The Office of the Medical Investigator exhumed the body of Nancy Lefleur, and an autopsy was performed. During the autopsy, Nancy was found to have died from two gunshot wounds to the head. During the extensive investigation and after multiple interviews, Shaun Lefleur (56), husband to Nancy, was charged with First Degree Murder and Tampering with Evidence. Lefleur was later arrested on April 25, 2024, near Cloudcroft, New Mexico.
Investigators said the couple came to Otero County in late 2023, and not long after, LeFleur was accused of beating his wife.
The couple began staying at a remote campsite outside Oliver Lee Memorial State Park, but LeFleur decided to move their camp to an even more remote area of the desert, according to prosecutors.
He started looking online for where he could buy a gun and places he could flee to in Mexico, investigators said.
Then one night in February 2024, “he forced his wife Nancy out of their tent and onto her knees,” prosecutors said.
Investigators said they learned LeFleur fatally shot her “execution style,” wrapped her body in a tarp and buried her body in a shallow grave.
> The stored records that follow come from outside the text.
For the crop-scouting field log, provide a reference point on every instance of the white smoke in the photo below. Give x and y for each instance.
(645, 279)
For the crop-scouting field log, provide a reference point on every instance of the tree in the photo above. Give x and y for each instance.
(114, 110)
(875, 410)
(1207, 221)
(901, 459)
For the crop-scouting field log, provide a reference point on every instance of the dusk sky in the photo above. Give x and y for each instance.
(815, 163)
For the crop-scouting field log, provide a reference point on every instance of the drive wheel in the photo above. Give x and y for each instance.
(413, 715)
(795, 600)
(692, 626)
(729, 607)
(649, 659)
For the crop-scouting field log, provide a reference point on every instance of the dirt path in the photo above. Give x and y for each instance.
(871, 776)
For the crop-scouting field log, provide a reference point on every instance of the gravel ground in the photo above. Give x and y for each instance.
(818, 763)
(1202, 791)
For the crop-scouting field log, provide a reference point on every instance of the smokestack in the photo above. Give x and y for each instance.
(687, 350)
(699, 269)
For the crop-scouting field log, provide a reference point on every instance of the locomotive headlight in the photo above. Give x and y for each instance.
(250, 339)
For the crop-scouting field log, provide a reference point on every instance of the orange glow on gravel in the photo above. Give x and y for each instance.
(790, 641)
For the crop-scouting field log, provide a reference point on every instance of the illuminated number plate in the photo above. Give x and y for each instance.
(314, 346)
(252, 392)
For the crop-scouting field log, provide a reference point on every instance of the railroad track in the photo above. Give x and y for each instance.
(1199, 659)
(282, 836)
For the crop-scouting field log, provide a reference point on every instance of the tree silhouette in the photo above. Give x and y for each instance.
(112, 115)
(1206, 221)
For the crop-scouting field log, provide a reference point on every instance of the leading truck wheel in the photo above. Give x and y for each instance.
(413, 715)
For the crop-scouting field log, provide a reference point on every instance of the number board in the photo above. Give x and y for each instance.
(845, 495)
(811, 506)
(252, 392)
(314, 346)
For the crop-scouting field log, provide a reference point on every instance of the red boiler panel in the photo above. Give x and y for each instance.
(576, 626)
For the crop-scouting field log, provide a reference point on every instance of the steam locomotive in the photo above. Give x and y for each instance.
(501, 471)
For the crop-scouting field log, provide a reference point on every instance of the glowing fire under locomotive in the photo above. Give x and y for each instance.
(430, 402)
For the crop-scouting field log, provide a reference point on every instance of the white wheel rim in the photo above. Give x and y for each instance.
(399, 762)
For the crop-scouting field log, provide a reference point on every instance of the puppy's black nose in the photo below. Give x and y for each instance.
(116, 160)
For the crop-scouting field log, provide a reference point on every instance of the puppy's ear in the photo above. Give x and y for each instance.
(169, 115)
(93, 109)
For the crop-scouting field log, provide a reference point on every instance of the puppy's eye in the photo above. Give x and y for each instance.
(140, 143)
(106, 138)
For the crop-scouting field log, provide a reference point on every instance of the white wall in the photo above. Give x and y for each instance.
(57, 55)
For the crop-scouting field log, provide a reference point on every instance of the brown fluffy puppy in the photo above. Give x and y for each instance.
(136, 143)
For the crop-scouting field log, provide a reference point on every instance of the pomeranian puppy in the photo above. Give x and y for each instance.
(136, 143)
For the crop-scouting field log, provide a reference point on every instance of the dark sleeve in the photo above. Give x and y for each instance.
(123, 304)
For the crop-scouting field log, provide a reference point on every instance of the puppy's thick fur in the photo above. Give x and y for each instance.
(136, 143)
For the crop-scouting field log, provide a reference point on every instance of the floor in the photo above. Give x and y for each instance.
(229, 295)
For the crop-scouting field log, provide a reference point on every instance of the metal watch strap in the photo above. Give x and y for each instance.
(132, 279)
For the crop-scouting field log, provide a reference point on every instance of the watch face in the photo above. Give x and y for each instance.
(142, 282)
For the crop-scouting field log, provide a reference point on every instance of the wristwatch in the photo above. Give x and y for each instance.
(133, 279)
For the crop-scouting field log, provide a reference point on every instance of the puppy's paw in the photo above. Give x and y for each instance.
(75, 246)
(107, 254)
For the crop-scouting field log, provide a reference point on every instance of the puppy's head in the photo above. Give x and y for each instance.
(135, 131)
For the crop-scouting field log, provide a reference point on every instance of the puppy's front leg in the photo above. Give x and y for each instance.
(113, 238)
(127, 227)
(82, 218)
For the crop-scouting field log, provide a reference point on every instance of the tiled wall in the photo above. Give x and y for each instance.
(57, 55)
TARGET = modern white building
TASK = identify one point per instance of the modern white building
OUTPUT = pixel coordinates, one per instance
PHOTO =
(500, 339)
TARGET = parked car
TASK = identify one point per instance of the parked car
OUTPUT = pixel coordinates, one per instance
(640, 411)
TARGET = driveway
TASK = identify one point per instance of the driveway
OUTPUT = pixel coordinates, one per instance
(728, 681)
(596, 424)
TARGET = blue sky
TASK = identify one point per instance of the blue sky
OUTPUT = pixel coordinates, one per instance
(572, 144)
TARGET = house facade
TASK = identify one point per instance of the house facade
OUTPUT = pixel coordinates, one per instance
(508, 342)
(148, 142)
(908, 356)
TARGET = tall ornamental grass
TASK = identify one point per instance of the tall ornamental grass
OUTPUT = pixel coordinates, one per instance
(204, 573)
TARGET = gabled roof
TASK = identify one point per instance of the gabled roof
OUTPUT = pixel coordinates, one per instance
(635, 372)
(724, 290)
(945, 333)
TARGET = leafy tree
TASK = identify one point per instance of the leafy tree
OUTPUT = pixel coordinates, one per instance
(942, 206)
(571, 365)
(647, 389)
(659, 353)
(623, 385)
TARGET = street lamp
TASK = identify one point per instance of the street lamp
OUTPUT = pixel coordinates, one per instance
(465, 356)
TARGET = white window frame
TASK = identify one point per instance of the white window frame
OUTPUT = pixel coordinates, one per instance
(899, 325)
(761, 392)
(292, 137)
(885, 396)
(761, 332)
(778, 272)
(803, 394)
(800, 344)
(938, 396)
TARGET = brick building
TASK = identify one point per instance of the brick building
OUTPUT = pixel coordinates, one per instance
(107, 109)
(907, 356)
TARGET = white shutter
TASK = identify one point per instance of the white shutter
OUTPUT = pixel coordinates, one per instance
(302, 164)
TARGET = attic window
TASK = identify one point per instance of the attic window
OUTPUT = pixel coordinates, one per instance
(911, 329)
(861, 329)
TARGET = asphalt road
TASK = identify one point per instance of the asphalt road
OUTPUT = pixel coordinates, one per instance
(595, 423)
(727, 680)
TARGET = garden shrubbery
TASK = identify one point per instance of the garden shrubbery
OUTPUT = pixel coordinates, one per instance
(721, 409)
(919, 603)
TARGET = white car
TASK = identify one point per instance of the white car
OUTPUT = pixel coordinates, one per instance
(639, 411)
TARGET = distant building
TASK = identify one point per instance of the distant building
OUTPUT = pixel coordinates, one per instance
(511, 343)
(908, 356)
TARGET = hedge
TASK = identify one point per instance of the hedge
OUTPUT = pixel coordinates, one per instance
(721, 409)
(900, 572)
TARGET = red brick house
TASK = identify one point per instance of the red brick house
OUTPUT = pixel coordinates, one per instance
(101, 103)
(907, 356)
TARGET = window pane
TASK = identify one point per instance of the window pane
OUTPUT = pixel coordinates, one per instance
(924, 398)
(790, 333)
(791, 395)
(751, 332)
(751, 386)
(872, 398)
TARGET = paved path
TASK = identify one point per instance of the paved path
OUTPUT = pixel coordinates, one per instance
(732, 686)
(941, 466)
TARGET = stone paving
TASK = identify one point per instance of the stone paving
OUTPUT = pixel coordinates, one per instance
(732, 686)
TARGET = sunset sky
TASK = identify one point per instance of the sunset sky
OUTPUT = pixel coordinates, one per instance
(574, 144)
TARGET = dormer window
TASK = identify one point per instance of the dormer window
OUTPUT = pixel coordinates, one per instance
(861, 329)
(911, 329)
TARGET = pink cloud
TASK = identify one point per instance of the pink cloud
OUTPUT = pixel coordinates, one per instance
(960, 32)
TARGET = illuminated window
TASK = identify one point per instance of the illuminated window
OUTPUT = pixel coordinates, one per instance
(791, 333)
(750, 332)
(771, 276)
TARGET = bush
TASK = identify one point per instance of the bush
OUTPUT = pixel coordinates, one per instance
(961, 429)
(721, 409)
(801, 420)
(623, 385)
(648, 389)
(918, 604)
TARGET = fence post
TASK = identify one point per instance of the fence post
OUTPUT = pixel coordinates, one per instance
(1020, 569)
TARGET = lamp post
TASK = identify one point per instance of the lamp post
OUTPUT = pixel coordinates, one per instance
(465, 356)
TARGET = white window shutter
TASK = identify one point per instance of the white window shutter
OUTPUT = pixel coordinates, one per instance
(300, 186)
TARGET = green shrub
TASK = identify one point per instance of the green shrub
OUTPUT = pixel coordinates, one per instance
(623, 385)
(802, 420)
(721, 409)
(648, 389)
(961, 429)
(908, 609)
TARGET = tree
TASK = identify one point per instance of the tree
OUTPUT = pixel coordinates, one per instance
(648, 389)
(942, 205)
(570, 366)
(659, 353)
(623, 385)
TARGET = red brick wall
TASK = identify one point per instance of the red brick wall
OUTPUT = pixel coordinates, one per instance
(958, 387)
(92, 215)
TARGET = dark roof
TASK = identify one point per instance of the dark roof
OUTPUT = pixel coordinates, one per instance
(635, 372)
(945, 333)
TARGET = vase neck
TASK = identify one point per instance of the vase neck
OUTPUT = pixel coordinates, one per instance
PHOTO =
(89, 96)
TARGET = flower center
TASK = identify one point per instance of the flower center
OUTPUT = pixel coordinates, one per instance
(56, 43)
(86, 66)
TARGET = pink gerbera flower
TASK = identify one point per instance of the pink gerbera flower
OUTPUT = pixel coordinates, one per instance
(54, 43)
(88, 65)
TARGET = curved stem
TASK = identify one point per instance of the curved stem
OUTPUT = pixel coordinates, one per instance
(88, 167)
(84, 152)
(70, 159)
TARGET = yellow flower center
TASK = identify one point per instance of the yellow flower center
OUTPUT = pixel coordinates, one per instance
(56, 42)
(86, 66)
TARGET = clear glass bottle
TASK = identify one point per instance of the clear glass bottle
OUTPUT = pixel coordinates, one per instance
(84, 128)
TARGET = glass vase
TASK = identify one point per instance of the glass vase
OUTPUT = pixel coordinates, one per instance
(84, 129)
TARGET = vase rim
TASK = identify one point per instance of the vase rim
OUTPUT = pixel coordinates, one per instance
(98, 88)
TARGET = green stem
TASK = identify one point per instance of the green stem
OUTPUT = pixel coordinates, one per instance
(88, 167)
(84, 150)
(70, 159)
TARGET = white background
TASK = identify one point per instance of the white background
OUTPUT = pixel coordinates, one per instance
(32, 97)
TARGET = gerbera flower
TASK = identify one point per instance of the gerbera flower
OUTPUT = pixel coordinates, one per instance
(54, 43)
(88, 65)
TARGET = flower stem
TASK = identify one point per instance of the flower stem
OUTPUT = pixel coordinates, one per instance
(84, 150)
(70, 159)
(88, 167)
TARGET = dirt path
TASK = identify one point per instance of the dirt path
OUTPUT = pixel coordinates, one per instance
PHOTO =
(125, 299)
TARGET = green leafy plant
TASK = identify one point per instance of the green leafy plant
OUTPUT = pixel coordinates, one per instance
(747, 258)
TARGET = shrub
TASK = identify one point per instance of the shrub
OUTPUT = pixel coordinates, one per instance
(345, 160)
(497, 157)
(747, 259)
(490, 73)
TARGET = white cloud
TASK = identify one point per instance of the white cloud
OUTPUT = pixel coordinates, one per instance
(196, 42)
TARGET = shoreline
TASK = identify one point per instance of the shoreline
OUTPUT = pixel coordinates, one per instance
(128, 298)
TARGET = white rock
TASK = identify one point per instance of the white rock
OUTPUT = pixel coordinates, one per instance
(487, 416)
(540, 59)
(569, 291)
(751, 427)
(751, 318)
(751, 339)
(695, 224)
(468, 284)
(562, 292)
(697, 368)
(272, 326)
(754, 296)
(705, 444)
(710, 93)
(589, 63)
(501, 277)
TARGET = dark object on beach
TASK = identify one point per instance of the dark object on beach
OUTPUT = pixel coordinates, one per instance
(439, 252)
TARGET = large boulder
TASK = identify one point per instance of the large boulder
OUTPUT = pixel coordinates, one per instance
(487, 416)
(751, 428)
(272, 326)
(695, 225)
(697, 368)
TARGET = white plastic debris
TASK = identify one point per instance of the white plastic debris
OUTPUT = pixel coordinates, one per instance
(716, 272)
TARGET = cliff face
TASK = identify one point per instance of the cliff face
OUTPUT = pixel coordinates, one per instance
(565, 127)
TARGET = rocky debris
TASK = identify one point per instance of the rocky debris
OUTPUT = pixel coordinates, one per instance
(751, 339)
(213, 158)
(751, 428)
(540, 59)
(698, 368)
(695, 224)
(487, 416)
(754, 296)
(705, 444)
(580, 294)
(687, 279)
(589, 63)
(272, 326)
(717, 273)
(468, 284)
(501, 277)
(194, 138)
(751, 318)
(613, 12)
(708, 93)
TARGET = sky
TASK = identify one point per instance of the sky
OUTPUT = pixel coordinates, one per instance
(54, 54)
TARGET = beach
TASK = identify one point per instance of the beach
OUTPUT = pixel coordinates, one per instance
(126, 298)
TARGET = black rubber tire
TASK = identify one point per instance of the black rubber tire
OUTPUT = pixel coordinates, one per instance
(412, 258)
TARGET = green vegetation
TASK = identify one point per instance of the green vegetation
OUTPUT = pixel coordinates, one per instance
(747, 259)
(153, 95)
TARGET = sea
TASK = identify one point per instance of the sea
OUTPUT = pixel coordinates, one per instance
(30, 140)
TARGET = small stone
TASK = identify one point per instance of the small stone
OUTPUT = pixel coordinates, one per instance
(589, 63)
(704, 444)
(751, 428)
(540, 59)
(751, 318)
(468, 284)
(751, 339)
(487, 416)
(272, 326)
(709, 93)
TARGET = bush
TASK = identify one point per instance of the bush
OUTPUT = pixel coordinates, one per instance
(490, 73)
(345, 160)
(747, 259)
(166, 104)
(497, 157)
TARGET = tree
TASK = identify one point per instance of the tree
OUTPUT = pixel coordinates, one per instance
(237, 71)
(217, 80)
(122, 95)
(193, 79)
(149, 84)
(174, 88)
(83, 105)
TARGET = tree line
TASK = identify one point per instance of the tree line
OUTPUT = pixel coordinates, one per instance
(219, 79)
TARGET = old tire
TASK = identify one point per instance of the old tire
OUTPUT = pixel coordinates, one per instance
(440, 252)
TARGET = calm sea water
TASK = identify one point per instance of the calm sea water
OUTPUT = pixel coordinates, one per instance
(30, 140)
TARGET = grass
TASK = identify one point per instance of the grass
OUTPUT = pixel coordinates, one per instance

He fled to Texas, but a month later he came back to the scene in the desert and set up a camp feet away from the grave “to discourage people from stumbling upon the body,” prosecutors said
The presiding judge said LeFleur “showed no remorse for the murder of his wife” and no one “believed his testimony,” according to the district attorney.
On Friday, May 23, 2025, following a 4-day jury trial, Shaun Lefleur was found guilty by an Otero County jury of First-Degree murder and Tampering with Evidence. Following the guilty verdict, Lefleur was sentenced to life in prison.